Fans of “Billy Jack” will also find Little Buffalo’s introductory scene crazily familiar. Montie steps out of a local store to find a racist bully humiliating a young squaw. Montie summarily kicks this asshole’s ass. Right before he does, he says, “When I see this little girl, who is so special to us that we call her “God’s little gift of sunshine” and I think of the number of years that she’s going to have to carry in her memory the savagery of this idiotic moment of yours, I…just…go…BERSERK!”
Well, he doesn’t exactly say that, but the sentiment is definitely there.
I can see why the folks at Willis Kent Productions cast Montana as a white man passing as a Native American. At 25, Montie has high cheek-bones and angular features.
Yakima Canutt plays a fellow “redskin” who is mostly silent in his braided wig. He’s lucky. Poor Montie is saddled with dialogue like “White Man law! Indian think it no crime to kill coyote such as you!” Watching this film is an odd experience. It’s real-life cowboys Yakima and Montie playing Injuns versus Hollywood character actors playing cowboys.
Does that sound like a really weird playground game or what?
Montie meets his gal just like many movie cowboys have before him — by rescuing her from a runaway horse.

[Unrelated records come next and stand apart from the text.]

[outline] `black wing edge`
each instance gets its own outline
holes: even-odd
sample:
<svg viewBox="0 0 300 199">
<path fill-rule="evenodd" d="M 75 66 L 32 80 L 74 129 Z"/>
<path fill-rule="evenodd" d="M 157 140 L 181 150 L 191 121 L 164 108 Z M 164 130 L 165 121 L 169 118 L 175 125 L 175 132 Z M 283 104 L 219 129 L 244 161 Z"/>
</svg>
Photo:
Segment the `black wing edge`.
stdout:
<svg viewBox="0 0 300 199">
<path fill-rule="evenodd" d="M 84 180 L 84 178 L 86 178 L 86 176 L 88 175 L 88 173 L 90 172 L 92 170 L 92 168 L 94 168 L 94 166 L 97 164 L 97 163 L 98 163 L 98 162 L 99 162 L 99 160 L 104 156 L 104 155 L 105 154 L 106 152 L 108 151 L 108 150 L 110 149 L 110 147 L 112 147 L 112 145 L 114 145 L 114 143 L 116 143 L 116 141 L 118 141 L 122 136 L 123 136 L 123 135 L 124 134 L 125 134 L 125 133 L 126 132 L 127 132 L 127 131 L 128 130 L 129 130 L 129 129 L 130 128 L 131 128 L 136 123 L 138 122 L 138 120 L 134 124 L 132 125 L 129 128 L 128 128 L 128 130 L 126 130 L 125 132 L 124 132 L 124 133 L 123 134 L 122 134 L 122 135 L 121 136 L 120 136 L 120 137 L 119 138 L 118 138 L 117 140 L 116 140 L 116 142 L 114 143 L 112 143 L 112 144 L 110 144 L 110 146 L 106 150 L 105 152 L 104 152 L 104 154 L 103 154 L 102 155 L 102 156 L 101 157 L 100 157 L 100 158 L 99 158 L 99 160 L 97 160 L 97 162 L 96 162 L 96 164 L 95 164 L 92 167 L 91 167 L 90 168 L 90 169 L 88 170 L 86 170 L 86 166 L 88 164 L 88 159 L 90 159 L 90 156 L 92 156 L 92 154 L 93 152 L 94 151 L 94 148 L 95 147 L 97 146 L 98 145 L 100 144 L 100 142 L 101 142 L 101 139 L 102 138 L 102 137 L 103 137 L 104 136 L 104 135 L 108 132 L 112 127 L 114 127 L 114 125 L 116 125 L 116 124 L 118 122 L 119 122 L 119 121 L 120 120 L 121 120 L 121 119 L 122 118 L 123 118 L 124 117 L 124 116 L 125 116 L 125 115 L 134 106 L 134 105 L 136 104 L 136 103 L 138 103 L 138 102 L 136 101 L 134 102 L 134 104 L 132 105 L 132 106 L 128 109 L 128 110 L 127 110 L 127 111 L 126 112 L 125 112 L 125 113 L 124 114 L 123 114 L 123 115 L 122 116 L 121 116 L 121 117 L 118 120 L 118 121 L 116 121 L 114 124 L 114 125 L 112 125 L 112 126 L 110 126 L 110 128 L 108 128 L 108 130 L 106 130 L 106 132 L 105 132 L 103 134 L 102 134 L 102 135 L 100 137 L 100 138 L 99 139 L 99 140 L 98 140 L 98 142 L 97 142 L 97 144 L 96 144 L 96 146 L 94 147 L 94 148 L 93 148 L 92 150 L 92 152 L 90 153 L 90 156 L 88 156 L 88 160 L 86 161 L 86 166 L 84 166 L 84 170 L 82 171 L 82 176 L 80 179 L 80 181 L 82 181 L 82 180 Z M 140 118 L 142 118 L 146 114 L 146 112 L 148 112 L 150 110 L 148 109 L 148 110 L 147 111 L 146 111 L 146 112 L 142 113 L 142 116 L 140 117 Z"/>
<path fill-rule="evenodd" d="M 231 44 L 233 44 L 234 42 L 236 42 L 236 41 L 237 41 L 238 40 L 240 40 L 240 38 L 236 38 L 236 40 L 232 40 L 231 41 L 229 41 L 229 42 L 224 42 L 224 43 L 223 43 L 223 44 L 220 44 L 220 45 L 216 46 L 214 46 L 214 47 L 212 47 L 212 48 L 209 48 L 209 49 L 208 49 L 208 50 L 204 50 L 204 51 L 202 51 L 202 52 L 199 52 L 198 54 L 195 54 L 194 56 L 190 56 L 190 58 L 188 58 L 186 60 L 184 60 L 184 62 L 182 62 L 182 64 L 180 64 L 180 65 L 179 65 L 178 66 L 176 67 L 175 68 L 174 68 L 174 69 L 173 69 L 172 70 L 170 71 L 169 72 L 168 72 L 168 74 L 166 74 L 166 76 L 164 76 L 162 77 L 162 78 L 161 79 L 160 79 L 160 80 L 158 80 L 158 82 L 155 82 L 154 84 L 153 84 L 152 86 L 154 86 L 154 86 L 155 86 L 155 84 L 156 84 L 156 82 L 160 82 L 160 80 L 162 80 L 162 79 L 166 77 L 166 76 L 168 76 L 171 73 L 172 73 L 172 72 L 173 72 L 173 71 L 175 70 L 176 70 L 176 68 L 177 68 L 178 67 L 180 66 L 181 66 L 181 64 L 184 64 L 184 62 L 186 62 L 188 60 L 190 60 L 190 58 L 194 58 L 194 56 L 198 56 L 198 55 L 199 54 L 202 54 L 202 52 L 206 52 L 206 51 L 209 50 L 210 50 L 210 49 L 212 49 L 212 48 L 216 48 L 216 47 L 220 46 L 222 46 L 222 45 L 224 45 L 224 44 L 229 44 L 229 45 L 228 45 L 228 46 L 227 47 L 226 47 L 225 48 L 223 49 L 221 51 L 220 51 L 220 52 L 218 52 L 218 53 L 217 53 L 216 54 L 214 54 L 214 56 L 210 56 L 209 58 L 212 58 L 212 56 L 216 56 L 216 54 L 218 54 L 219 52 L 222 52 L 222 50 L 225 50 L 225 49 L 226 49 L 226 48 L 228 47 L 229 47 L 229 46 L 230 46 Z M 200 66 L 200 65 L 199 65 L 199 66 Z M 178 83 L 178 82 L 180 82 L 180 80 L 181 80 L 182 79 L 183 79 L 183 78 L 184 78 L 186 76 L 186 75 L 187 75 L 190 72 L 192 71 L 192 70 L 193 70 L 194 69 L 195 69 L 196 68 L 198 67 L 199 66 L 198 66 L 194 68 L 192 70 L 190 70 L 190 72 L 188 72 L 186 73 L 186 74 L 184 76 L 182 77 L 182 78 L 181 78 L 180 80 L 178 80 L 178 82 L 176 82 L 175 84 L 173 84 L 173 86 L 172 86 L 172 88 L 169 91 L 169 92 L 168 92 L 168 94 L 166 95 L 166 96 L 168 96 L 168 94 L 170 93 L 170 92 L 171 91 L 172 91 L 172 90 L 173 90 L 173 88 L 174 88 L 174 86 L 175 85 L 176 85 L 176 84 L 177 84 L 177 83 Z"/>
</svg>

In this and one other scene, the filmmakers are kind enough to showcase Montie’s real talent — roping!
In later years, Montie would become famous for lassoing President Eisenhower at his 1953 inauguration.
This started a tradition of roping politicians and Presidential aspirants. Here he is tossing a lariat around Adlai Stevenson.
In 1963, he rode alongside Iron Eye Cody in the Hollywood Christmas Parade past a theater playing “Spartacus” directed by one Stanley Kubrick. A sign of changing times if ever I’ve seen one.
After “Circle of Death”, Montie appeared in a couple more films, but only one afforded him a speaking role — Roy Roger’s vehicle “Down Dakota Way.”
Montana is probably best known around Southern California for his many appearances in the Rose Bowl Parade.
He died in 1998, but his legacy lives on. Last year, we caught his daughter doing some fancy rope tricks at the Republic Pictures 75th Anniversary celebration.
My own daughter had just turned two and she was transfixed. And it stuck. She’s crazy for lassos! Her granddad even got her one for Christmas. Watch for her on the rodeo circuit in a couple years.
If I have my way, she’ll be billed as Briar Montana.